I am working with a dynamically generated site. https://aplikacje.nfz.gov.pl/umowy/Provider/Index?ROK=2017&OW=15&ServiceType=03&Code=&Name=&City=&Nip=&Regon=&Product=&OrthopedicSupply=false
I deal withthree levels of pages:
Level 1
My top pages have the following structure (column A contains links, at the bottom there are pages):
========
A, B, C
link_A,15,10
link_B,23,12
link_c,21,12
link_D,32,12
========
1,2,3,4,5,6,7,8,9,...
======================
I have just learned the Selector Gadget that indicates:
Table
.table-striped
1.2.3.4.5.6.7
.pagination-container
Level 2 Under each link (link_A, link_B) in the table there is a subpage which contains a table. Example: https://aplikacje.nfz.gov.pl/umowy/Agreements/GetAgreements?ROK=2017&ServiceType=03&ProviderId=20799&OW=15&OrthopedicSupply=False&Code=150000009
============
F, G, H
link_agreements,34,23
link_agreements,23,23
link_agreements,24,24
============
Selector gadget indicates
.table-striped
Level 3 Again, under each link (link_agreements) there is another, subsubpage with the data that I want to collect https://aplikacje.nfz.gov.pl/umowy/AgreementsPlan/GetPlans?ROK=2017&ServiceType=03&ProviderId=20799&OW=15&OrthopedicSupply=False&Code=150000009&AgreementTechnicalCode=761176
============
X,Y,Z
orthopedics, 231,323
traumatology, 323,248
hematology, 323,122
Again, Selector Gadget indicates
.table-striped
I would like to iteratively collect all the subpages to the data frame that would look like:
Info from top page; info from sub-subpages
link_A (from top page);15 (Value from A column), ortopedics, 231,323
link_A (from top page);15 (Value from A column), traumatology,323,248
link_A (from top page);15 (Value from A column), traumatology,323,122
Is there a cookbook, some good examples for R selenium or rvest to show, how to iterate through links in the tables and get data in the sub(sub)-pages into a dataframe? I would appreciate any info, an example, any hints a book indicating how to do it with RSelenium or any other scraping package.
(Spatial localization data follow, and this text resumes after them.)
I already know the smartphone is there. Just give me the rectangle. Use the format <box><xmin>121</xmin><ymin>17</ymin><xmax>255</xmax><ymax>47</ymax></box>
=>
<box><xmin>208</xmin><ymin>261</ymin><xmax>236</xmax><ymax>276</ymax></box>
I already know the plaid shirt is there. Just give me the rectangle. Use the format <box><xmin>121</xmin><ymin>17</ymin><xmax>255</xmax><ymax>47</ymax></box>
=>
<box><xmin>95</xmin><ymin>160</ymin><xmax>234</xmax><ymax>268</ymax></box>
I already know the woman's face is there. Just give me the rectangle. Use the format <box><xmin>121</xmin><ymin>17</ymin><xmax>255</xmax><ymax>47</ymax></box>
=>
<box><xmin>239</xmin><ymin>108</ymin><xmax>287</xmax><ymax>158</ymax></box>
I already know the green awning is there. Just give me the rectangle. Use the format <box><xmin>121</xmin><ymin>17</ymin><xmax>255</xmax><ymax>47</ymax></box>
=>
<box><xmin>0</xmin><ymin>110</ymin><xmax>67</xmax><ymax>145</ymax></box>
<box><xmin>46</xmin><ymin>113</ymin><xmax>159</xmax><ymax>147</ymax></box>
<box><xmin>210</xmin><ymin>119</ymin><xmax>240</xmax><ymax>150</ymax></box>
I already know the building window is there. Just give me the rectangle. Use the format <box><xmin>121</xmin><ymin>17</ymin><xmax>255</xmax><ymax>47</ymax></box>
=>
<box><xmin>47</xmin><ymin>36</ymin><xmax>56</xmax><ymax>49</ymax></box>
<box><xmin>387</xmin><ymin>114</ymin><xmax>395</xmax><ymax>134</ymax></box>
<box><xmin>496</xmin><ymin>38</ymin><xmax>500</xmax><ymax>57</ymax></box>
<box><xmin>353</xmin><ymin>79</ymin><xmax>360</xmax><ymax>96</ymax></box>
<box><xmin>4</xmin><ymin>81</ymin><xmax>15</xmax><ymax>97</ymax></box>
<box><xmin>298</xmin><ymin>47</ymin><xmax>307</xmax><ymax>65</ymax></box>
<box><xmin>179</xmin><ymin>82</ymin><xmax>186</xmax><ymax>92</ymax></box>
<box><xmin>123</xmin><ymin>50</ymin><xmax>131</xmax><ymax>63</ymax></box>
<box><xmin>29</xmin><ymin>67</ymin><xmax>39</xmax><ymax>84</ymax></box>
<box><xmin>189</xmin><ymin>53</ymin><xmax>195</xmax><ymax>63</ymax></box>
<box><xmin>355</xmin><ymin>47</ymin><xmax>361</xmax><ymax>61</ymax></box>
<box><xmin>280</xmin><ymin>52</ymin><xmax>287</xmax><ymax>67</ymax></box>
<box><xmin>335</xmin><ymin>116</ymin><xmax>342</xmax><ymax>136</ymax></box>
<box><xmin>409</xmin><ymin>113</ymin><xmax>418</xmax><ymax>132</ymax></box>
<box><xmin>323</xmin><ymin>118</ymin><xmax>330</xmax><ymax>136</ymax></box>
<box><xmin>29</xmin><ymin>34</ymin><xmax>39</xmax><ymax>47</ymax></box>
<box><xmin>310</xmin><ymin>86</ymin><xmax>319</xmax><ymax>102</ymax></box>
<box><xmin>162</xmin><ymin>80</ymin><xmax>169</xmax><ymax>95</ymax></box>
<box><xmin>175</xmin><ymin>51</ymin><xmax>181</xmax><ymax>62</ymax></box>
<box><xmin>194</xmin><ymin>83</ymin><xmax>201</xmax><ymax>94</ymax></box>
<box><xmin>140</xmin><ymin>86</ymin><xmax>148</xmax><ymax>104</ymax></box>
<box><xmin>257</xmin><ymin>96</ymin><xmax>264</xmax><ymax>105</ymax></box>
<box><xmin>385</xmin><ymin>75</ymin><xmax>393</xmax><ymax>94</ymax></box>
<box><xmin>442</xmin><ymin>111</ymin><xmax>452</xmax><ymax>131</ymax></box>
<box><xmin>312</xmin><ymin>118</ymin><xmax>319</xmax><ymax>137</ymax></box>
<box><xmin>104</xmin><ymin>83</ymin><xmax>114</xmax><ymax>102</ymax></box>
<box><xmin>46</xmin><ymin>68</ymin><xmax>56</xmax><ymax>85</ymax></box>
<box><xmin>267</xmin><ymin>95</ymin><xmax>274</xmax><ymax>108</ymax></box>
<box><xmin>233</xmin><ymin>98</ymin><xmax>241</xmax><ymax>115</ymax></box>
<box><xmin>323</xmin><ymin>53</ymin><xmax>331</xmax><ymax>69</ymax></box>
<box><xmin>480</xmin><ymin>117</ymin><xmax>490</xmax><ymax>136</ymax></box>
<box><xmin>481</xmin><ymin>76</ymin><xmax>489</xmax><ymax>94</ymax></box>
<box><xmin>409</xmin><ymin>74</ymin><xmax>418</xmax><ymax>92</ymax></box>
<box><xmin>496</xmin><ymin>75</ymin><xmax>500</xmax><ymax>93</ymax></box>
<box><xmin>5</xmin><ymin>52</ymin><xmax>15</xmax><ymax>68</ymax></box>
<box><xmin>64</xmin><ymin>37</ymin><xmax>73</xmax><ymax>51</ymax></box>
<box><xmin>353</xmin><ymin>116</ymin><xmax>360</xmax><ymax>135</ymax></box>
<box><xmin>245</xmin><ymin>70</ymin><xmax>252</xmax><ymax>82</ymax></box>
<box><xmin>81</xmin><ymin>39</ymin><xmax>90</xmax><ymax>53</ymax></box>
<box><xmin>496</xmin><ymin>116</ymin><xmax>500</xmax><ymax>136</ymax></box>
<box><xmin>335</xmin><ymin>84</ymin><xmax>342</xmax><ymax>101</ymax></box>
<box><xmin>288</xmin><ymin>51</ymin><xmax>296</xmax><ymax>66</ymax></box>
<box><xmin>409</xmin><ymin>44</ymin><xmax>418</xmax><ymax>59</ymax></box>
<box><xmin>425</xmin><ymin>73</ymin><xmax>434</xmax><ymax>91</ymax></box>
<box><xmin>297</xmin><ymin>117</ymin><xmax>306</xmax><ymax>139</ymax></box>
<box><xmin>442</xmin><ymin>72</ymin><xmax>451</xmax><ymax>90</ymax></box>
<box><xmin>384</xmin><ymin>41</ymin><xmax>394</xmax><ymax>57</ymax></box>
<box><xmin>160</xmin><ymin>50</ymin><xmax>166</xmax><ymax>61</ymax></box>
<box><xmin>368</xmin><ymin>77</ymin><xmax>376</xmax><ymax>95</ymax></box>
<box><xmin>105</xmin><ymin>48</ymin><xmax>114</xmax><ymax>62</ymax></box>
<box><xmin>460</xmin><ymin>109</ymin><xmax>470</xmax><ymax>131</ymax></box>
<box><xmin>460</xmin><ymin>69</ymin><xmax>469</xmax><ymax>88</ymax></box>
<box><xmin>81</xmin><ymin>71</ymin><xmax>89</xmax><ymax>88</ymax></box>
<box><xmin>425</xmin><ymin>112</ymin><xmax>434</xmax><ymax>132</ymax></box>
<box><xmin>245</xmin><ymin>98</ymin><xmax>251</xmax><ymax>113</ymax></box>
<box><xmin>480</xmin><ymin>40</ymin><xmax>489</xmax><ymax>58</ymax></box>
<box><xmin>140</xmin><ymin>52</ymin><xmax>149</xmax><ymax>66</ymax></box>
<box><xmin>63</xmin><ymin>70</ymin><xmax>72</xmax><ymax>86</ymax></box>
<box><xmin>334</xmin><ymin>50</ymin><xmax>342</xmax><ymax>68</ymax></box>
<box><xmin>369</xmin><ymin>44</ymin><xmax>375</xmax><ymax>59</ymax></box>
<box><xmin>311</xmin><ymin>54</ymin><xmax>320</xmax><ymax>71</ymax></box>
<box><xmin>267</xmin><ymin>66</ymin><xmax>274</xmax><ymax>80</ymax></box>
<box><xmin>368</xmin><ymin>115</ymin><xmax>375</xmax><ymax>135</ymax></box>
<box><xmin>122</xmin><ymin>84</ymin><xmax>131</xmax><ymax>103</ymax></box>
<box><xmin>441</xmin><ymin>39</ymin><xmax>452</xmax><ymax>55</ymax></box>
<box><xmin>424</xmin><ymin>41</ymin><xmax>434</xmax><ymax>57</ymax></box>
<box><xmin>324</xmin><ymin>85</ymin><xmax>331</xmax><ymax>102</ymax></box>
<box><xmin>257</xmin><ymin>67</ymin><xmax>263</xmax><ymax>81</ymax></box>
P.S. Warning: I am also encountering SSL invalid cretificate issues with this page, I am working with Firefox selenium driver. So each time I manually need to skip the warning - for another topic.
P.S. The code I tried so far and found to be a dead end.
install.packages("RSelenium")
install.packages("wdman")
library(RSelenium)
library(wdman) library(XML)
Next I started selenium, I immediately had issues with "java 8 present, java 7 needed issues solved by removing all java?.exe files wrom Windows/System32 or SysWOW64
library(wdman)
library(XML)
selServ <- selenium(verbose = TRUE) #installs selenium
selServ$process
remDr <- remoteDriver(remoteServerAddr = "localhost"
, port = 4567
, browserName = "firefox")
remDr$open(silent = F)
remDr$navigate("https://aplikacje.nfz.gov.pl/umowy/AgreementsPlan/GetPlans?ROK=2017&ServiceType=03&ProviderId=17480&OW=13&OrthopedicSupply=False&Code=130000111&AgreementTechnicalCode=773979")
webElem <- remDr$findElement(using = "class name", value = "table-striped")
webElemtxt <- webElem$getElementAttribute("outerHTML")[[1]]
table <- readHTMLTable(webElemtxt, header=FALSE, as.data.frame=TRUE,)[[1]]
webElem$clickElement()
webElem$sendKeysToElement(list(key="tab",key="enter"))
Here my struggle with RSelenium ended. I could not send keys to Chrome, I could not work with Firefox because it demanded correct SSL certificates and I could not effectively bypass it.